Yo me echo a llorar. Al principio no me doy cuenta, porque hasta ahora nunca había llorado. De pronto se me llena la nariz de mocos y los ojos se me humedecen. Siento calor y tristeza. Mucha tristeza. Me siento como un nudo en una manguera, que en cualquier momento puede saltar y expulsar un chorro de agua. Siento como si fuera a estallar en lágrimas. Pero me alegro de llorar, porque no tengo palabras para despedirme de Graham, y sé que debo hacerlo. Dentro de nada ya no estará aquí y me habré quedado sin amiga. Quiero despedirme y también decirle lo mucho que la quiero, pero no sé cómo. Espero que estas lágrimas lo digan por mí.
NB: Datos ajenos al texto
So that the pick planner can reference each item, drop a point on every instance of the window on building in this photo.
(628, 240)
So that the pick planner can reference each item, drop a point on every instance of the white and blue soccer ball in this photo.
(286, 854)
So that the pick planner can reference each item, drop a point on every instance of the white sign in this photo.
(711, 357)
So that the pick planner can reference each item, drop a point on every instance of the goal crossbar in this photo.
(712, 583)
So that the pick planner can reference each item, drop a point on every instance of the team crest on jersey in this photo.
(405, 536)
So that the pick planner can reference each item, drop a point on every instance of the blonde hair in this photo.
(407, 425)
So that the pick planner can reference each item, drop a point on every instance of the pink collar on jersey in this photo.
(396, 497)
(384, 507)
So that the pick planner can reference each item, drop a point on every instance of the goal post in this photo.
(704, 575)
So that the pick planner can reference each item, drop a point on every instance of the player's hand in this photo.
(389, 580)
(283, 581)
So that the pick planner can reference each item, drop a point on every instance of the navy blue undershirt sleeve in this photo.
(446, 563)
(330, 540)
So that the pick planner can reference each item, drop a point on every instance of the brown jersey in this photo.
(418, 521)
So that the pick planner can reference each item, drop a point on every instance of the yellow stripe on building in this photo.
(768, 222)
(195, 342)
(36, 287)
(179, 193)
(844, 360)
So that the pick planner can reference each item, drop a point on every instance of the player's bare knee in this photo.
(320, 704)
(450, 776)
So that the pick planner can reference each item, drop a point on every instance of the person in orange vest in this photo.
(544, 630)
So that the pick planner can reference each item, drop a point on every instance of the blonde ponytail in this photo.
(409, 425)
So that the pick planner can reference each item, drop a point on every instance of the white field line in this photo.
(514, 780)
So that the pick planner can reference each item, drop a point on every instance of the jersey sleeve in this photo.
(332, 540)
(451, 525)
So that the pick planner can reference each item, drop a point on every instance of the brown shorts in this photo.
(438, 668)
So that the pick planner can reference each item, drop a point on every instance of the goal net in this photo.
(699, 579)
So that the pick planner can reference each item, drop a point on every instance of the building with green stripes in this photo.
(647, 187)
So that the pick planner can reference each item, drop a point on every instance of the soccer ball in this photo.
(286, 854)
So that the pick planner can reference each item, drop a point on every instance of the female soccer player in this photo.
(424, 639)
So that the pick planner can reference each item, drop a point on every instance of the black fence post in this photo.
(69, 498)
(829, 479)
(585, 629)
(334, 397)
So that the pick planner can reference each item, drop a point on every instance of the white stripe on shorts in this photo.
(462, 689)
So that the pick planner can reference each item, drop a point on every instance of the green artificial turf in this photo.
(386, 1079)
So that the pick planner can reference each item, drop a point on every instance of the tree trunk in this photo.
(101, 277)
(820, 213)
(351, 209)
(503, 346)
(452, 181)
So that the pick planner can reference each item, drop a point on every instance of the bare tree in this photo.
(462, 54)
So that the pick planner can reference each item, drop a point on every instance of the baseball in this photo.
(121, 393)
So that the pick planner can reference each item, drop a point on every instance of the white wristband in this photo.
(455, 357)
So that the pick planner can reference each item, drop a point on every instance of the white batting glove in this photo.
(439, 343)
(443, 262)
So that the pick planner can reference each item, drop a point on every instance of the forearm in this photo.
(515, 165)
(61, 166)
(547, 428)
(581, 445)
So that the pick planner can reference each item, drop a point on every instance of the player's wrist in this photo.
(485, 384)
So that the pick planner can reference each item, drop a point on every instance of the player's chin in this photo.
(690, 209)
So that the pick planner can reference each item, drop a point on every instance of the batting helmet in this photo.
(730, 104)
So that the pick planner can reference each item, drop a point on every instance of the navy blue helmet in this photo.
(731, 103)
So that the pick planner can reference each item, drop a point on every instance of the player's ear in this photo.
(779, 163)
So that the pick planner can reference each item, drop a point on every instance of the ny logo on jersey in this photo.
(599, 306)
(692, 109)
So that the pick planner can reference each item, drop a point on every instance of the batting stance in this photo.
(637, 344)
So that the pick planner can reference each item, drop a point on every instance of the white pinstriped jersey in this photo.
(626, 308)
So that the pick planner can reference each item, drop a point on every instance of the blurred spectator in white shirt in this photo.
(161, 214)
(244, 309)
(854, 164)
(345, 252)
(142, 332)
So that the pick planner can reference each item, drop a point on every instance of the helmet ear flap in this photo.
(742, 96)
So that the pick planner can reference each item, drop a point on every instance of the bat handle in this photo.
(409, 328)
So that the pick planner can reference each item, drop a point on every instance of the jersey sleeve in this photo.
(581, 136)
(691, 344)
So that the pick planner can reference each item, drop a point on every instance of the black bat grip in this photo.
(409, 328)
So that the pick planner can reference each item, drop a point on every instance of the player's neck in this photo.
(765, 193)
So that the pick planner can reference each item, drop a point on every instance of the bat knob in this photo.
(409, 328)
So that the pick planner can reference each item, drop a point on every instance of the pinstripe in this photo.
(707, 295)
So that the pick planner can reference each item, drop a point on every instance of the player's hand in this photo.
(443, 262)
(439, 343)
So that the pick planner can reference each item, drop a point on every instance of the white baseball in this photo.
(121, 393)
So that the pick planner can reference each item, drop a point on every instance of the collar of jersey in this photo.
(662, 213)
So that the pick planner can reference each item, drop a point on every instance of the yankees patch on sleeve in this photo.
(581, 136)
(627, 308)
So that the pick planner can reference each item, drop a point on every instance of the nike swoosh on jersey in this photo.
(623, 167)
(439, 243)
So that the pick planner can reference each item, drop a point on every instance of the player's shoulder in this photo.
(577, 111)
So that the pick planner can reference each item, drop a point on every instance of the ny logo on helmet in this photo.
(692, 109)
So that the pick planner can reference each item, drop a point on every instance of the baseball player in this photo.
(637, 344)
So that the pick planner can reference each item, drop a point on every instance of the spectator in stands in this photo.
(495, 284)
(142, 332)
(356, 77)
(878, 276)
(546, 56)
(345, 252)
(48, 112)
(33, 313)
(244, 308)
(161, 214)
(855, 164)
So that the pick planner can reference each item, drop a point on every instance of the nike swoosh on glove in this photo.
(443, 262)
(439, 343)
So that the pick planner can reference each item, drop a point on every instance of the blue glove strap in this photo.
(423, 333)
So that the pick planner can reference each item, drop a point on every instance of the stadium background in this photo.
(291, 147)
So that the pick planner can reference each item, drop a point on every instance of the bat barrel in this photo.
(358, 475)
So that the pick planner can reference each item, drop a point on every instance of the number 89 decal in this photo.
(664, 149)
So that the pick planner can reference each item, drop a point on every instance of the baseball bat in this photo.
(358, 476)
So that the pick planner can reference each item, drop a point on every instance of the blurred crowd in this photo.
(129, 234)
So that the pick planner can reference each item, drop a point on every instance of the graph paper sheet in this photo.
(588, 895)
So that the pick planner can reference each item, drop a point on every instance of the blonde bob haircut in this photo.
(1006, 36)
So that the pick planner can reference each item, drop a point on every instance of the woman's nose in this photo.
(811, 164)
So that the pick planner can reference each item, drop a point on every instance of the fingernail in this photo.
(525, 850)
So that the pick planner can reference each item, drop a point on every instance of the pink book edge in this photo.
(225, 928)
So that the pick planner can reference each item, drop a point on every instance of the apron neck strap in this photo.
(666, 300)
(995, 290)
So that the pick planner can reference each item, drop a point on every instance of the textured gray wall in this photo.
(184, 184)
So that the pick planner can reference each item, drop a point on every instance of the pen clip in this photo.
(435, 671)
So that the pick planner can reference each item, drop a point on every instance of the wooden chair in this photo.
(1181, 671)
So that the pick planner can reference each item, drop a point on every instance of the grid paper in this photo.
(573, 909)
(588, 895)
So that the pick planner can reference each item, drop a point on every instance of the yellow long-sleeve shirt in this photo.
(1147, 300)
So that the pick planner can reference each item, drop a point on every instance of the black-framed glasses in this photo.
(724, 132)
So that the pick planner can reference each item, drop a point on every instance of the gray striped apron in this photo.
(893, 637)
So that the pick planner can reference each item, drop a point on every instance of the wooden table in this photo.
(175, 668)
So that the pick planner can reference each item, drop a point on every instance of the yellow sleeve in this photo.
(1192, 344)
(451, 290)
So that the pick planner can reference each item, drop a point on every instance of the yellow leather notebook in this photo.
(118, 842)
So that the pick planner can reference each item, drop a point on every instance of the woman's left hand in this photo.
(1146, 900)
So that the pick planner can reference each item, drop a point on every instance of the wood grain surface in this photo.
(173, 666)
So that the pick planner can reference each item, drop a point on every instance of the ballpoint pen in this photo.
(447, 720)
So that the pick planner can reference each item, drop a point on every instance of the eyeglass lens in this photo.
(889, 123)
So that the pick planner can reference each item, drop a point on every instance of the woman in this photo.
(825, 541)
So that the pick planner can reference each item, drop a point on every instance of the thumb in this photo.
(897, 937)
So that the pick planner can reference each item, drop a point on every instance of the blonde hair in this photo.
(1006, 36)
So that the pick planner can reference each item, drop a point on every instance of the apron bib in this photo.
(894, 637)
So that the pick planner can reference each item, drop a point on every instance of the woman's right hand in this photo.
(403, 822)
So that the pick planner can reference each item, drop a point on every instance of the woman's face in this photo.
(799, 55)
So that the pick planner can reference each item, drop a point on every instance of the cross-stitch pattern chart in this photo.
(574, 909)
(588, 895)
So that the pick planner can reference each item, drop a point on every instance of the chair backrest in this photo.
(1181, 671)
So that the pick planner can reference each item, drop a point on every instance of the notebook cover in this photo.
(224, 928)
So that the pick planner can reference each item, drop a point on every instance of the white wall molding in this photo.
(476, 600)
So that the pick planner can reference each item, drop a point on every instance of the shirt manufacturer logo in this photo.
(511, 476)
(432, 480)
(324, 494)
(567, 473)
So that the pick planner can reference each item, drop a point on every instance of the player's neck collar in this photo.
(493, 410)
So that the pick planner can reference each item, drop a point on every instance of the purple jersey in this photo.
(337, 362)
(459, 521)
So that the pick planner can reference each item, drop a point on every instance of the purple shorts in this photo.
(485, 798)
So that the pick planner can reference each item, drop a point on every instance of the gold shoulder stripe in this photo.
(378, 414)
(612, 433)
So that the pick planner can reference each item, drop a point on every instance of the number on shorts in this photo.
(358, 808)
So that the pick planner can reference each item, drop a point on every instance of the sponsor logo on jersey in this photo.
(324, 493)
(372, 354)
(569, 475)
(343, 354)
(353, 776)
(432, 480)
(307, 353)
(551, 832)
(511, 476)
Graham se levanta y me sonríe. Hace un gesto de despedida con la cabeza. Luego va hacia Meghan. Se sienta detrás de ella y le dice algo al oído. No creo que Meghan pueda oírla ya. Meghan está escuchando a la señorita Pandolfe y sonríe.

Me levanto. Voy hacia la puerta. Quiero salir del aula. No quiero estar presente cuando Graham desaparezca. Miro atrás otra vez. Meghan ha levantado la mano de nuevo, dispuesta a contestar a otra pregunta. A contestar sin tartamudear. Graham sigue sentada detrás de ella, en el filo de una sillita. Ya casi no la veo. Creo que bastaría con que la señorita Pandolfe abriera la ventana y entrara un soplo de aire, para que lo poco que queda de Graham saliera volando para siempre.

Miro una vez más antes de irme. Graham sonríe todavía. Mira fijamente a Meghan, alargando el cuello para poder verle bien la cara a la niña, y sonríe.

Me doy la vuelta. Dejo atrás a mi amiga.